(写真・神奈川新聞社)
関東大震災から93年を迎えた1日、震災直後に起きた朝鮮人虐殺の史実を学ぶフィールドワークが横浜市内で開かれた。歴史を学ぶ市民の会・神奈川(北宏一朗代表)の主催。約40人の参加者は「朝鮮人が襲って来る」といったデマが引き金になった惨劇を追体験し、無念の死に思いをはせた。
同市南区を流れる堀割川の橋の上、元市立中学校教諭で案内役の後藤周さん(67)が「この先の中村橋が現場の一つだった」と説明し、当時の小学生がつづった作文を読み上げた。
「朝鮮人がころされているというので見に行ったら、頭に十か所ぐらい切られていた」「朝鮮人を橋の上でおおぜいの人たちがかたなできったり、てつぼうでぶったり、やりでつついたりしていました」
淡々とした筆致が真に迫り、じっと聞き入る参加者たち。
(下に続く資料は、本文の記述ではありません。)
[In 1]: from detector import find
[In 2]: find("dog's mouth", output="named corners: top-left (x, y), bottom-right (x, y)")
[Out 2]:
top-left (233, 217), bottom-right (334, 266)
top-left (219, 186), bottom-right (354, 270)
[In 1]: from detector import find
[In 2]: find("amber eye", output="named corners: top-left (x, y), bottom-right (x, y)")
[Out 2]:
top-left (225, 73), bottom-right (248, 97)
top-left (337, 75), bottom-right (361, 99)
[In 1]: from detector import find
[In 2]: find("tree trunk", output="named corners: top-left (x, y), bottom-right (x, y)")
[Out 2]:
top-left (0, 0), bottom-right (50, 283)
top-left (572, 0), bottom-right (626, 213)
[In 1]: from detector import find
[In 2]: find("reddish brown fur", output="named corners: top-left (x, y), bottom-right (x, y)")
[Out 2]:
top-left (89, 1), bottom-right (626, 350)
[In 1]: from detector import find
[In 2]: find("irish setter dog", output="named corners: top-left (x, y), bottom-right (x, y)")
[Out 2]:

震災作文を手掛かりの一つに虐殺の実相を追って研究を続ける後藤さんは「当時の朝鮮半島は日本の植民地支配下にあった。人々がデマを信じた背景には出稼ぎでやって来た朝鮮人への差別感と蔑視、無関心があった。いま外国人に関心を持ち、友人を得れば過ちを繰り返さないだろう」と語り掛けた。
ニューカマーの外国人支援を行っている同市神奈川区の女性(55)は「単なる労働力として受け入れられている外国人はいまも日本社会から分断されている。現場を歩き、現代に続く課題を体感することができた」と話していた。